Conséquence de la récente décision du géant agroalimentaire Lactalis de réduire de 9% sa collecte annuelle de lait en 2026, 50 éleveurs de l’Ouest de la France devraient rejoindre dès l’année prochaine la Laiterie de Saint-Denis-de-l’Hôtel (LSDH). Ils viendront compléter une liste d’attente de 100 autres exploitations, déjà candidates auprès de cette ETI du Centre-Val de Loire.Une cinquantaine de producteurs de lait du Maine-et-Loire, de Loire-Atlantique, de Vendée et des Deux-Sèvres, jusqu'à présent fournisseurs de Lactalis, trouveront asile d'ici un an à La Laiterie-de Saint-Denis-de-l'Hôtel.

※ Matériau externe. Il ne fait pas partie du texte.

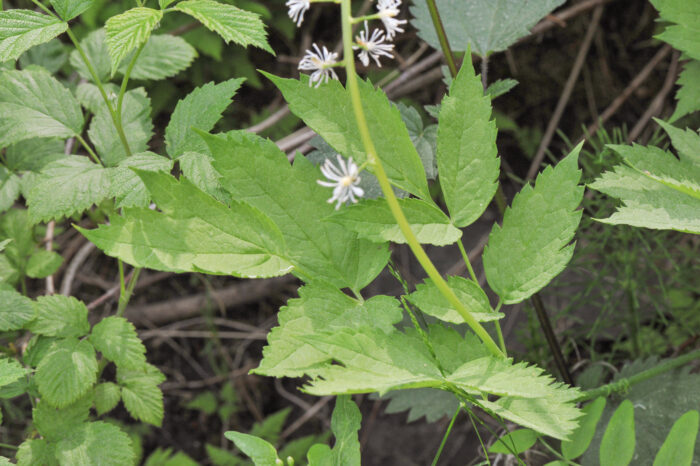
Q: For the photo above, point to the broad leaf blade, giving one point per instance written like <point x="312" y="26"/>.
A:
<point x="466" y="148"/>
<point x="532" y="246"/>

Le groupe, basé dans le Loiret à 25 kilomètres d'Orléans, et qui opère deux autres usines à Varenne-sur-Fouzon dans l'Indre et à Cholet en Maine-et-Loire, s'est engagé à les intégrer.
L'annonce faite courant octobre par Lactalis de limiter de 450 millions d'hectolitres sa collecte annuelle de lait à partir de 2026 (soit 9% sur un total de 7 milliards hectolitres), se traduira concrètement par le non-renouvellement de leur contrat pour 600 producteurs. Ce choix de la part de certains de ces éleveurs de vaches laitières, parfois distants de plusieurs centaines de kilomètres, d'intégrer la laiterie loirétaine atteste de la notoriété croissante au sein de la filière de l'ETI familiale réputée notamment pour les rémunérer correctement.
Considération et prix
LSDH, qui produit également des jus de fruit et des salades en sachets (Les Crudettes) pour la grande distribution, est ainsi à la base de la marque de consommateurs C'est qui le patron ? Le groupe, qui a réalisé 950 millions d'euros de chiffre d'affaires en 2023 et emploie 2.000 salariés, produit les briques de lait estampillées sous ce label éco-responsable.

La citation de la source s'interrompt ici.